Originally, they discussed a burning steel guitar solo to heighten the Southern rock intensity of Weatherly’s track, but a sax solo seemed more left of center, and thus a better choice. The Wi-Fi was bad in the room, so Weatherly stepped outside to the bus, located Tyler Summers — a Nashville player he had never talked to — and sent him the section with the chords for the solo, not mentioning the title or giving Summers any clues about what they were after.

They talked about snagging Kenny G or former President Bill Clinton for the final sax part (they eventually kept Summers’ skippy solo, finished and returned to Weatherly before the cowrite was even over), and they also decided to pen a bridge that would work for Toby Keith. They envisioned him reciting the section with the same slack attitude that’s in “Red Solo Cup” — they even wrote “Solo cup” into the passage — and Keith consented to do it. He did, however, request that they change the back half, which originally slammed freedom and the military, which Keith felt was over the line, even for “The Worst Country Song of All Time.”

“We went back and wrote two different versions of it, sent it over, and he dug the version that he ended up using,” says Phelps. “But I think the bridge is perfect how it is right now. I love the caviar line and the ‘John Deeres are blue.’ We definitely beat what we had and also got it tailored for him.”


Carrying out the “Worst Country Song” theme, they identified the individual sections as the song progressed: “And the chorus goes …,” “Second verse goes” and “And the bridge goes …”
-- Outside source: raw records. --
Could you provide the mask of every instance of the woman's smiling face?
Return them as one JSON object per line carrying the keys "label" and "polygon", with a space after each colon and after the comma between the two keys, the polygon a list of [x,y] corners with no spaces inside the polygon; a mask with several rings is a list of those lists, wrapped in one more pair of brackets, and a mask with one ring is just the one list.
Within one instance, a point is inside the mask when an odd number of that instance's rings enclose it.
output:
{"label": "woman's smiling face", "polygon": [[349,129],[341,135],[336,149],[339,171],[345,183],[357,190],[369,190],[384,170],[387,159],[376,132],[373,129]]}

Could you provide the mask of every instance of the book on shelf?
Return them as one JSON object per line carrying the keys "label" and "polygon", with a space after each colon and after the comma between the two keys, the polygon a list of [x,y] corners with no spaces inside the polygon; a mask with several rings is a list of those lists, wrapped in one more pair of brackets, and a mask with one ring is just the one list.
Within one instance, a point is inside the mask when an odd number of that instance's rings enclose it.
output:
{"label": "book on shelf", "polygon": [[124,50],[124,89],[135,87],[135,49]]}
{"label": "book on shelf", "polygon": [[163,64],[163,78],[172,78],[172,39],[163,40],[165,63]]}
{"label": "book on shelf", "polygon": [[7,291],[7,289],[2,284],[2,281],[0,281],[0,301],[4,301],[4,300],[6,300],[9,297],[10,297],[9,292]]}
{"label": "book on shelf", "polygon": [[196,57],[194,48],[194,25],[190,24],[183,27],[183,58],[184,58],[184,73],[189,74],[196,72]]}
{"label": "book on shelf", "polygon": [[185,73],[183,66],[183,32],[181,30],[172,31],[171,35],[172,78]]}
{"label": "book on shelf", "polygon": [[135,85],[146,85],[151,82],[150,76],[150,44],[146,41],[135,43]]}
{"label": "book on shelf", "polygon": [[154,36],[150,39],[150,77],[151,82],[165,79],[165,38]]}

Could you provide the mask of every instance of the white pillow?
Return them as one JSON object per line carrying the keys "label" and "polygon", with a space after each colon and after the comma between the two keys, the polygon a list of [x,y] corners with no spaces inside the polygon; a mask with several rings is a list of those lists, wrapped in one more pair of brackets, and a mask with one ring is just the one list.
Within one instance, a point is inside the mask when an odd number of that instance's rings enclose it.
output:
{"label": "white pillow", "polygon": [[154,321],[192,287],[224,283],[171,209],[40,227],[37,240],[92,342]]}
“It kind of softens the blow,” observes Weatherly. “When you’re hearing the parts, that’s kind of like, ‘If you were to sing a song like that, it would go like this.’ “

Assembling it during the pandemic, Weatherly used the demo as the foundation with drummer Nir Z and guitarists Jess Franklin and Ilya Toshinsky overdubbing their parts remotely. They didn’t do anything that would distract attention from the satirical flips in the lyrics.

“I kept everything really, really simple,” says Weatherly. “I mean, it didn’t need all this crazy stuff. It just needed to be exactly what it was.”

The record company agreed. Gilbert sent it with some trepidation to Big Machine Label Group president/CEO Scott Borchetta, who appreciated the joke and thought listeners would, too. Valory shipped it to country radio digitally via PlayMPE on June 17, and “The Worst Country Song” rises from No. 42 to No. 39 on the Country Airplay chart dated July 10.

Gilbert gets that it might not be for everyone, but coming out of a pandemic, he figures a song that pokes fun at its own genre ought to give people a much-needed laugh. So he’s pretty much impervious to snide sideswipes from anyone who thinks “The Worst Country Song of All Time” really is the worst.

“If you take it seriously enough to criticize it,” says Gilbert, “you’re missing the whole point.”